Supported algorithms for DPoP-bound tokens

tls_client_certificate_bound_access_tokens

Whether mTLS-bound tokens are required

resource_name

Human-friendly name of the API

resource_documentation

Link to API documentation

Let’s take the aforementioned example of an app that connects to a calendar API. Given just the resource URL, and instead of hard-coding which auth server to use or what scopes an action requires, your app could:

  1. Discover the API’s resource metadata.

  2. Learn that it accepts tokens from https://auth.example.com.

  3. See that it expects the calendar.read and calendar.write scopes.

  4. Know that DPoP proofs are required.

This all happens programmatically, without manual setup.

New features introduced by PRM

Beyond basic discovery, PRM adds new capabilities to the OAuth ecosystem:

  • JWT-signed metadata: Resource metadata can optionally be packaged and signed as a JWT, making it verifiable by clients.

  • Dynamic updates via WWW-Authenticate: Resource servers can return a resource_metadata link in HTTP 401 responses, helping clients dynamically adjust if requirements change.

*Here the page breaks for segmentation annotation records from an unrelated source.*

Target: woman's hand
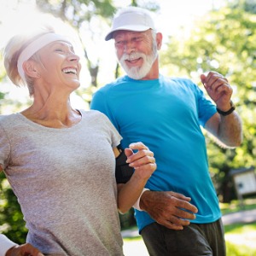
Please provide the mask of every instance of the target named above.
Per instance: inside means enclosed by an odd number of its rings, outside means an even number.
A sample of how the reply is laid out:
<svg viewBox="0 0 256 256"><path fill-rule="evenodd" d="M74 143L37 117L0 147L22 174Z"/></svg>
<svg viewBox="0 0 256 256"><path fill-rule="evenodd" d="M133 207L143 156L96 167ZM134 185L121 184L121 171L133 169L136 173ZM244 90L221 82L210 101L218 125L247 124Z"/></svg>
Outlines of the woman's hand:
<svg viewBox="0 0 256 256"><path fill-rule="evenodd" d="M137 150L136 153L133 150ZM156 170L154 153L149 150L143 143L134 143L125 149L127 156L127 163L135 169L136 175L140 178L148 179Z"/></svg>

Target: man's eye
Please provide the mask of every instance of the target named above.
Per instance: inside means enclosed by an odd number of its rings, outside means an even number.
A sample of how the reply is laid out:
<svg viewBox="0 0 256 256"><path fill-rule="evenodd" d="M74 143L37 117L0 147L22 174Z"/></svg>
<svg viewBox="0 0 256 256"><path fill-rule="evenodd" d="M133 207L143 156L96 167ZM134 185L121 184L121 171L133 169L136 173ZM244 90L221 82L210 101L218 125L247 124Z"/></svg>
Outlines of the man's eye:
<svg viewBox="0 0 256 256"><path fill-rule="evenodd" d="M143 38L135 38L134 41L137 42L137 41L141 41Z"/></svg>

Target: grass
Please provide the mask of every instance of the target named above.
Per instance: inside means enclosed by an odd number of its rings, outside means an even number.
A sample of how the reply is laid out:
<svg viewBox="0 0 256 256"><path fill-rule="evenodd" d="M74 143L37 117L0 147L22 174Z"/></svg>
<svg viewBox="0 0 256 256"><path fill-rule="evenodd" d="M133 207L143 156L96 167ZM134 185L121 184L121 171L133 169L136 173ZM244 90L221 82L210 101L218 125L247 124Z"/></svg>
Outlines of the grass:
<svg viewBox="0 0 256 256"><path fill-rule="evenodd" d="M256 209L256 198L246 199L243 207L240 201L233 201L230 204L220 204L223 215L239 211ZM137 227L133 227L137 230ZM256 223L233 224L224 226L227 256L256 255ZM125 256L147 256L147 249L140 236L124 238ZM136 253L134 251L136 248Z"/></svg>
<svg viewBox="0 0 256 256"><path fill-rule="evenodd" d="M219 207L223 215L239 211L253 210L256 209L256 198L245 199L242 205L239 201L234 200L230 203L220 203Z"/></svg>

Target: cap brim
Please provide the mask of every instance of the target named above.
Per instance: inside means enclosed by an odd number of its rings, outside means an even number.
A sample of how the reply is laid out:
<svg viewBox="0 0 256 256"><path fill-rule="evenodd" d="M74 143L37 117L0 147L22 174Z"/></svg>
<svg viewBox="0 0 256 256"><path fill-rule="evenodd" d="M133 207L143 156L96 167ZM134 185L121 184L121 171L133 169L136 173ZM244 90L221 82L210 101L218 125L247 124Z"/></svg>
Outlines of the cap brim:
<svg viewBox="0 0 256 256"><path fill-rule="evenodd" d="M117 27L117 28L114 28L114 29L111 30L111 32L108 32L107 34L107 36L105 37L105 40L108 41L108 40L112 39L113 38L113 33L114 32L117 32L117 31L125 30L125 31L143 32L143 31L146 31L150 27L148 26L137 26L137 25L133 25L133 26L130 25L130 26L119 26L119 27Z"/></svg>

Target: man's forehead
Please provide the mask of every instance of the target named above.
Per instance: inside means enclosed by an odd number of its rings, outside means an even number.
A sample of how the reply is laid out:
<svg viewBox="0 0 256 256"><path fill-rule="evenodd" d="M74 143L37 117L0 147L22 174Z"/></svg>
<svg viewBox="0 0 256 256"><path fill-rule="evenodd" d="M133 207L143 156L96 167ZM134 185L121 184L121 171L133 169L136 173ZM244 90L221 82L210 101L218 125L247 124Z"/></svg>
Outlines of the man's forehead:
<svg viewBox="0 0 256 256"><path fill-rule="evenodd" d="M131 35L131 36L137 36L137 35L143 35L145 34L146 32L137 32L137 31L130 31L130 30L119 30L113 32L113 38L115 39L119 37L123 37L125 35Z"/></svg>

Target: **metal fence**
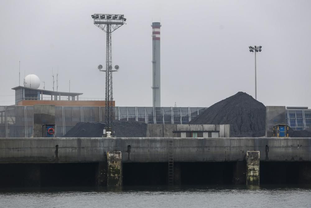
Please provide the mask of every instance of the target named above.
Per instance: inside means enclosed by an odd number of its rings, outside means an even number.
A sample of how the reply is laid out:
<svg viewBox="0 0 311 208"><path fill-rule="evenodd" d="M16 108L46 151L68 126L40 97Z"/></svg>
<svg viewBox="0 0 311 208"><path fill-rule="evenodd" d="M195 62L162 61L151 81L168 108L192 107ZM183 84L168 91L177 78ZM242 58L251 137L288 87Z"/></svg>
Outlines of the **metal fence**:
<svg viewBox="0 0 311 208"><path fill-rule="evenodd" d="M146 123L187 124L206 107L114 107L114 118ZM55 106L56 136L65 135L77 123L103 122L105 107ZM0 106L0 138L30 137L33 135L34 107L32 106ZM311 126L311 110L286 110L286 120L295 130Z"/></svg>
<svg viewBox="0 0 311 208"><path fill-rule="evenodd" d="M287 109L286 122L294 130L303 130L311 126L311 110Z"/></svg>

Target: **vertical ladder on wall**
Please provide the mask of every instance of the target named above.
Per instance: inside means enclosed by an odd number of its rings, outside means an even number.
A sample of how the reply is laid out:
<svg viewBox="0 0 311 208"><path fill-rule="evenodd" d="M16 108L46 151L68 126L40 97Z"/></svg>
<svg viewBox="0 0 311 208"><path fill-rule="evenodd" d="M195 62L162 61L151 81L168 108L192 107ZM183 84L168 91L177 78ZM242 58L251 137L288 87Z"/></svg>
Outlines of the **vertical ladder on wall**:
<svg viewBox="0 0 311 208"><path fill-rule="evenodd" d="M174 159L173 140L169 140L169 185L174 185Z"/></svg>

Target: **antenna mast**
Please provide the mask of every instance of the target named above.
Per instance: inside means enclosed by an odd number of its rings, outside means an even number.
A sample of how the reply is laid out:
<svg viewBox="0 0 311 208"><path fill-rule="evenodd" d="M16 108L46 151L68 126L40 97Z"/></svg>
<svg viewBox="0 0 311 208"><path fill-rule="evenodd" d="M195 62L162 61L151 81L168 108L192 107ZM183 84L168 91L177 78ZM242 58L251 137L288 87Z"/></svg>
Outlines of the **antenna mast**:
<svg viewBox="0 0 311 208"><path fill-rule="evenodd" d="M24 70L24 86L25 87L26 86L26 84L27 83L26 83L26 81L25 80L25 77L26 76L26 70Z"/></svg>
<svg viewBox="0 0 311 208"><path fill-rule="evenodd" d="M58 92L58 72L56 74L56 92Z"/></svg>

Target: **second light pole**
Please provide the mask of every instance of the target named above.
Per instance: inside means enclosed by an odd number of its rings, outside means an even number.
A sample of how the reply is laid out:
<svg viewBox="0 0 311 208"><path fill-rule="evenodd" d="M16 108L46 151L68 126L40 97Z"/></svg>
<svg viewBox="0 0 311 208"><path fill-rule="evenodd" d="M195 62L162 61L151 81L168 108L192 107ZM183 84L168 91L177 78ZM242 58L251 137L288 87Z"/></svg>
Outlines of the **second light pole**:
<svg viewBox="0 0 311 208"><path fill-rule="evenodd" d="M260 46L257 47L256 46L249 46L250 52L255 52L255 99L257 100L257 73L256 72L256 53L257 52L261 51L261 48L262 47Z"/></svg>

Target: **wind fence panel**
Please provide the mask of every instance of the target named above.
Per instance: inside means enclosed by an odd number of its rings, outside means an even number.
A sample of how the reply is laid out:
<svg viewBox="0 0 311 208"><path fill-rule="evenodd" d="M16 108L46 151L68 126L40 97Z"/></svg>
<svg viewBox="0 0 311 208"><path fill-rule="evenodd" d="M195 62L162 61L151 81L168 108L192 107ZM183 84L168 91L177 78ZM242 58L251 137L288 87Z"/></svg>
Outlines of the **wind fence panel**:
<svg viewBox="0 0 311 208"><path fill-rule="evenodd" d="M55 125L56 126L56 136L58 137L61 137L65 134L63 109L63 106L55 106Z"/></svg>
<svg viewBox="0 0 311 208"><path fill-rule="evenodd" d="M83 120L84 122L99 122L99 107L93 106L83 106L82 107L83 115ZM80 118L76 118L78 119Z"/></svg>
<svg viewBox="0 0 311 208"><path fill-rule="evenodd" d="M81 121L81 113L80 107L64 107L65 134L77 123Z"/></svg>
<svg viewBox="0 0 311 208"><path fill-rule="evenodd" d="M296 111L296 119L297 123L296 130L303 130L304 129L304 117L302 110Z"/></svg>
<svg viewBox="0 0 311 208"><path fill-rule="evenodd" d="M190 107L189 108L190 109L190 120L191 120L197 116L199 112L199 108Z"/></svg>
<svg viewBox="0 0 311 208"><path fill-rule="evenodd" d="M311 110L304 110L304 111L306 127L309 128L311 126Z"/></svg>
<svg viewBox="0 0 311 208"><path fill-rule="evenodd" d="M296 113L295 110L288 111L289 120L289 126L292 128L294 130L296 130L297 125L296 124Z"/></svg>
<svg viewBox="0 0 311 208"><path fill-rule="evenodd" d="M101 122L104 122L105 121L105 107L101 107L100 108L100 114L101 119L100 121Z"/></svg>
<svg viewBox="0 0 311 208"><path fill-rule="evenodd" d="M147 117L146 116L146 112L145 111L145 107L137 107L136 108L137 112L137 119L138 121L140 122L143 122L147 123L147 121L146 122Z"/></svg>
<svg viewBox="0 0 311 208"><path fill-rule="evenodd" d="M127 121L128 109L127 107L119 107L120 114L120 120Z"/></svg>
<svg viewBox="0 0 311 208"><path fill-rule="evenodd" d="M26 127L27 129L26 136L32 137L33 134L34 106L26 107Z"/></svg>
<svg viewBox="0 0 311 208"><path fill-rule="evenodd" d="M180 108L173 107L173 120L174 124L180 124L181 118L180 117Z"/></svg>
<svg viewBox="0 0 311 208"><path fill-rule="evenodd" d="M0 106L0 138L7 137L6 127L5 106Z"/></svg>
<svg viewBox="0 0 311 208"><path fill-rule="evenodd" d="M25 107L9 106L7 107L7 134L8 137L25 137Z"/></svg>
<svg viewBox="0 0 311 208"><path fill-rule="evenodd" d="M114 120L118 120L118 107L112 107L112 112L113 112L113 118L114 118ZM113 119L114 119L113 118Z"/></svg>

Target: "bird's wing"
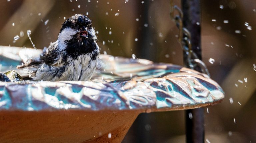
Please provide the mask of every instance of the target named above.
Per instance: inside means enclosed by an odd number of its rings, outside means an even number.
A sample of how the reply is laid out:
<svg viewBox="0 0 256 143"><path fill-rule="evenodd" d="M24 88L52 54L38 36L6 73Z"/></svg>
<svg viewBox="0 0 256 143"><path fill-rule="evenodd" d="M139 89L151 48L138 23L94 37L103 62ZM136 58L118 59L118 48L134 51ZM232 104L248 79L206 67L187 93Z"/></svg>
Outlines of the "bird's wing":
<svg viewBox="0 0 256 143"><path fill-rule="evenodd" d="M41 55L41 58L43 62L49 65L55 66L61 66L64 63L65 53L63 51L59 51L57 46L58 44L55 42L52 43L48 48L44 49Z"/></svg>

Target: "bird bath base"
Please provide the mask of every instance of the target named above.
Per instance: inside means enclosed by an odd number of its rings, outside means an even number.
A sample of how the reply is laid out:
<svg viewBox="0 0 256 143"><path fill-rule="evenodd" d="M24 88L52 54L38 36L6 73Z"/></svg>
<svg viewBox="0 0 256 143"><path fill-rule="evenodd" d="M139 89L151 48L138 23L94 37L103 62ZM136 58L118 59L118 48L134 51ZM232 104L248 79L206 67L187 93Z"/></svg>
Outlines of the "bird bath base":
<svg viewBox="0 0 256 143"><path fill-rule="evenodd" d="M0 46L1 71L40 50ZM179 66L102 55L90 82L0 82L1 142L120 142L140 113L221 102L207 75Z"/></svg>

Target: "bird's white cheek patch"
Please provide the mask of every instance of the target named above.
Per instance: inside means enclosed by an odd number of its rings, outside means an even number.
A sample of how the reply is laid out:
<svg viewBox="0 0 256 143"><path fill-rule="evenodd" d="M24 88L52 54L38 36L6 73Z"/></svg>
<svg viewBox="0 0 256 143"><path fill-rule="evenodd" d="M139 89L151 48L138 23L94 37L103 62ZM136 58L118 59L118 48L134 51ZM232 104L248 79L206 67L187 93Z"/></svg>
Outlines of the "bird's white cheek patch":
<svg viewBox="0 0 256 143"><path fill-rule="evenodd" d="M76 30L70 28L66 28L59 34L58 39L60 42L63 43L65 40L71 39L72 36L76 34L77 33Z"/></svg>

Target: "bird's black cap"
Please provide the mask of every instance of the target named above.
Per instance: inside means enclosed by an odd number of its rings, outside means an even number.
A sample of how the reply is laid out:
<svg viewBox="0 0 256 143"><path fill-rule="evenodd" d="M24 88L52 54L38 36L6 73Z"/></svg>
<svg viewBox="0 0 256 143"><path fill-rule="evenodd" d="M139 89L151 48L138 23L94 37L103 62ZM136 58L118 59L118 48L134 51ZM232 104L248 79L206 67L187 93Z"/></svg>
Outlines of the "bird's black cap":
<svg viewBox="0 0 256 143"><path fill-rule="evenodd" d="M91 28L92 26L92 21L86 16L81 14L75 14L69 18L62 24L60 33L66 28L78 30L85 27Z"/></svg>

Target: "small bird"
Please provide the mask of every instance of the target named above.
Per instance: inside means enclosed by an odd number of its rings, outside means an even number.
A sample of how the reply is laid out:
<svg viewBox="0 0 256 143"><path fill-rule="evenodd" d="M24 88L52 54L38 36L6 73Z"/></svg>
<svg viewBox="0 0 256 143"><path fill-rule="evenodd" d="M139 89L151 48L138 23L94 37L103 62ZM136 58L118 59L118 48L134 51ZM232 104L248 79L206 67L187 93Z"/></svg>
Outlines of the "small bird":
<svg viewBox="0 0 256 143"><path fill-rule="evenodd" d="M92 26L85 15L72 16L62 24L56 41L44 49L40 59L29 59L17 68L37 67L32 77L35 80L89 81L99 54Z"/></svg>

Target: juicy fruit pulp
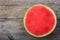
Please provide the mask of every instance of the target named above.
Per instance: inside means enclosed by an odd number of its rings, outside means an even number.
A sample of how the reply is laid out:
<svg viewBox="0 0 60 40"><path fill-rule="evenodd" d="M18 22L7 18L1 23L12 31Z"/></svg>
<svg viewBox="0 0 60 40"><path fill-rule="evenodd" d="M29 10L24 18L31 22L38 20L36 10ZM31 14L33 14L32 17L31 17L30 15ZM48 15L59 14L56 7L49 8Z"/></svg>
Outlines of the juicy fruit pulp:
<svg viewBox="0 0 60 40"><path fill-rule="evenodd" d="M32 6L25 15L24 25L28 33L35 37L46 36L55 28L56 17L54 12L44 6Z"/></svg>

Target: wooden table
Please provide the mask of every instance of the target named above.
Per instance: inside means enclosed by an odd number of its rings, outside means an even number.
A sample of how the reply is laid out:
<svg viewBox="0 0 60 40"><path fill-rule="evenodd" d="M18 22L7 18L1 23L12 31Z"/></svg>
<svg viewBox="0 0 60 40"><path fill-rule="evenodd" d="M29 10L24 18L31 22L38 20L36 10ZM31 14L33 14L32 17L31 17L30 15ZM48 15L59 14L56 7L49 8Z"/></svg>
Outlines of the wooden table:
<svg viewBox="0 0 60 40"><path fill-rule="evenodd" d="M24 29L23 17L26 9L40 3L55 11L58 22L51 35L35 38ZM0 40L60 40L60 0L0 0Z"/></svg>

  • Better federation: APIs can list multiple trusted authorization servers, enabling broader interoperability.

These features make OAuth more adaptable, especially for environments like open ecosystems, cross-organizational APIs, or AI-driven integrations.

PRM and progressive scoping

Protected Resource Metadata also plays a key role in enabling progressive scoping, a model where clients request only the minimal set of OAuth scopes needed for a specific operation–and request more later if needed.

For this to work seamlessly, clients must understand:

  • Which scopes are available

  • Which scopes are required for a given resource

  • How to interpret insufficient scope errors (e.g. `insufficient_scope` in a 403)

PRM supports this by allowing resource servers to advertise their supported scopes and security expectations in a machine-readable way. This means clients can dynamically adapt their scope requests based on metadata, rather than hardcoding or over-requesting scopes up front.

We will likely see insufficient scope error handling standardized within protocols that sit on top of this, like MCP.

Security best practices with PRM

PRM’s focus is security, but it's important to implement it carefully:

  • Always serve metadata over HTTPS.

  • Validate that the resource field matches the expected URL.

  • Verify JWT signatures if using signed metadata.

  • Use strict audience restrictions in tokens to prevent misuse.

  • Be cautious of Server-Side Request Forgery (SSRF) risks when fetching arbitrary metadata URLs.

Following these practices ensures PRM can enhance your API security effectively.

A big step forward for OAuth interoperability

Protected Resource Metadata (PRM) is a major upgrade for the future of integration. As applications, AI agents, and microservices increasingly need to discover and connect to APIs on the fly, hard-coded configurations are no longer enough. PRM gives APIs a standardized, secure way to advertise how they expect to be accessed.

By enabling comprehensive OAuth metadata, PRM transforms APIs from static endpoints into self-describing, interoperable components of a dynamic, federated internet. If you’re building or securing APIs today, implementing PRM plays a key role in making your services discoverable, trustworthy, and ready for the agent-driven, zero-trust world ahead.